# PythonStudyGroup : Lists, Dicts, Sets
### Feb. 26th, 2019

Today we will be walking through a few examples in order to better understand lists, dictionaries and sets.

You may follow along by cloning and navigating to this repo.

`git clone https://github.com/ComBEE-UW-Madison/PythonStudyGroup.git && cd PythonStudyGroup/2019Spring/feb28`

Now open up this notebook using jupyter notebooks.

`jupyter notebook lists_dicts_sets_tutorial.ipynb`

If you do not have jupyter notebook installed you may [download and install it here](https://jupyter.org/install "Jupyter Notebook Install Page").

_Or_ you may follow along in your favorite text editors or interactive environment.

Now that we are situated, lets take a look at some of the data.

In [None]:
# The '!' allows jupyter notebooks to interpret the line as a bash command.
!ls data #bash command for looking in our directory (dir)

So, we have another directory titled `prokka_output` which we will get to shortly. Here is a brief description of our data dir's contents:

| Path | Description |   |
|-------:|-------------|---|
| metagenome.fna (file) | nucleotide fasta file of metagenomic scaffolds
| autometa_test_data_clustered.tsv (file) | tab separated file of metagenome assembled genomes (MAGs).
| prokka_output (dir) | folder of prokka annotated cluster_DBSCAN_round4_1


We may peak into each of these files with the shell commands `head` or `less`.

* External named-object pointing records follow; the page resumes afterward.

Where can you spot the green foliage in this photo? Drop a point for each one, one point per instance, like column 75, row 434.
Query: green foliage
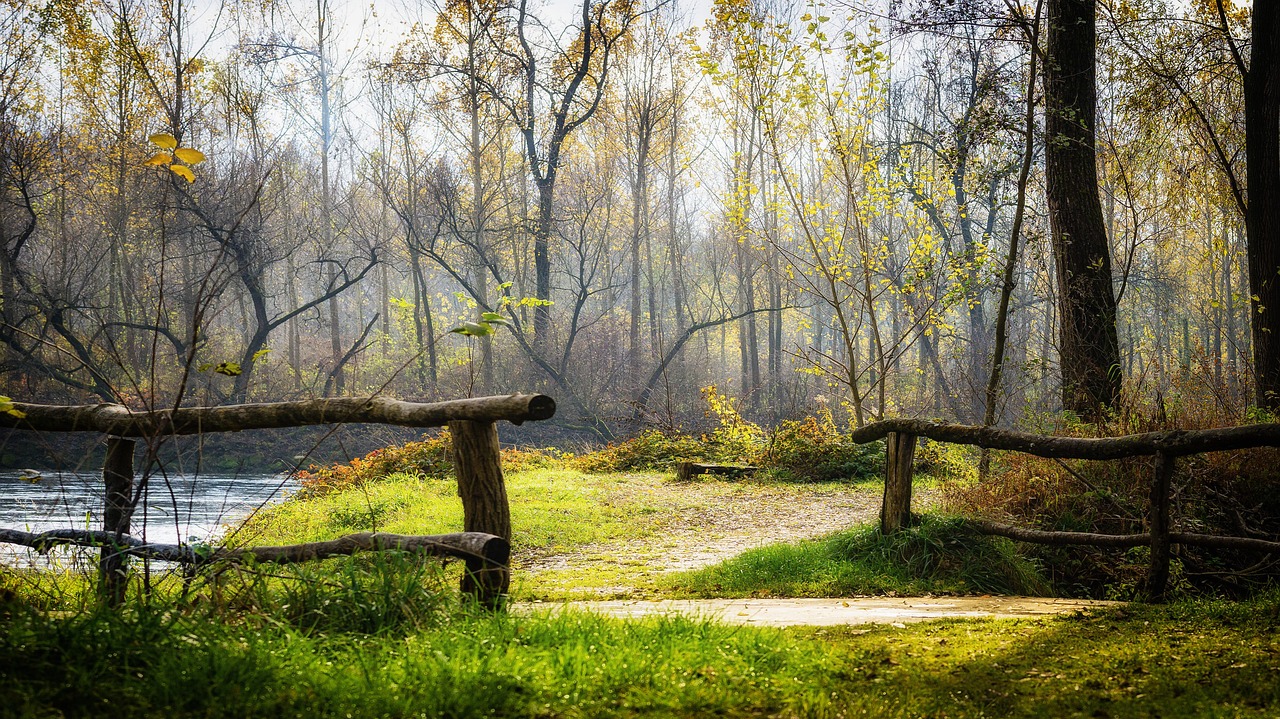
column 816, row 450
column 370, row 594
column 430, row 458
column 485, row 326
column 809, row 449
column 551, row 511
column 938, row 555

For this tutorial, we'll use `head`

In [None]:
!head -n3 data/metagenome.fna

In [None]:
!head -n3 data/autometa_test_data_clustered.tsv

## Lists, Dicts, Sets Oh My!

So what are lists, dictionaries and sets?!?

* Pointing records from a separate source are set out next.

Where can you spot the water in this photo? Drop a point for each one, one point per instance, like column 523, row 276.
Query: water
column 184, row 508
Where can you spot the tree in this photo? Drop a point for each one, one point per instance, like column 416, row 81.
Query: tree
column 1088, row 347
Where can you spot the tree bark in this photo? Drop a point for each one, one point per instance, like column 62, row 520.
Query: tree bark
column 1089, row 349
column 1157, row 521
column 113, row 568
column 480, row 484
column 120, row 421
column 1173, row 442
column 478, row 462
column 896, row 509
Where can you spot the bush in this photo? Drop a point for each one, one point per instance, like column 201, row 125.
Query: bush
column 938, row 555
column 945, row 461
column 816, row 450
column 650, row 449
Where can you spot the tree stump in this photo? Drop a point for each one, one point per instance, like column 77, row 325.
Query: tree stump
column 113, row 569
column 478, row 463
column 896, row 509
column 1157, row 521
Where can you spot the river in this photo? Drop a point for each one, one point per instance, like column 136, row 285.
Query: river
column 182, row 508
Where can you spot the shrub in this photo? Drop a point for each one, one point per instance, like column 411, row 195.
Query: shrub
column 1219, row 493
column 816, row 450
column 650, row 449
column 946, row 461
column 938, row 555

All three of these are built-in python data structures.

In [None]:
# lists are commonly instantiated using the syntax
l = list()
l = []
# As you can see, if we test whether these empty lists are the same we will get True
isSame = [] == list()
print('the list constructors are the same type (list):{}'.format(isSame))

### Accessing elements in a list

In [None]:
myList = list('abcdefg')
print(myList)

Each of the characters in the list are known as list ***elements***.
We can access elements of the list by using the _index_ of the element.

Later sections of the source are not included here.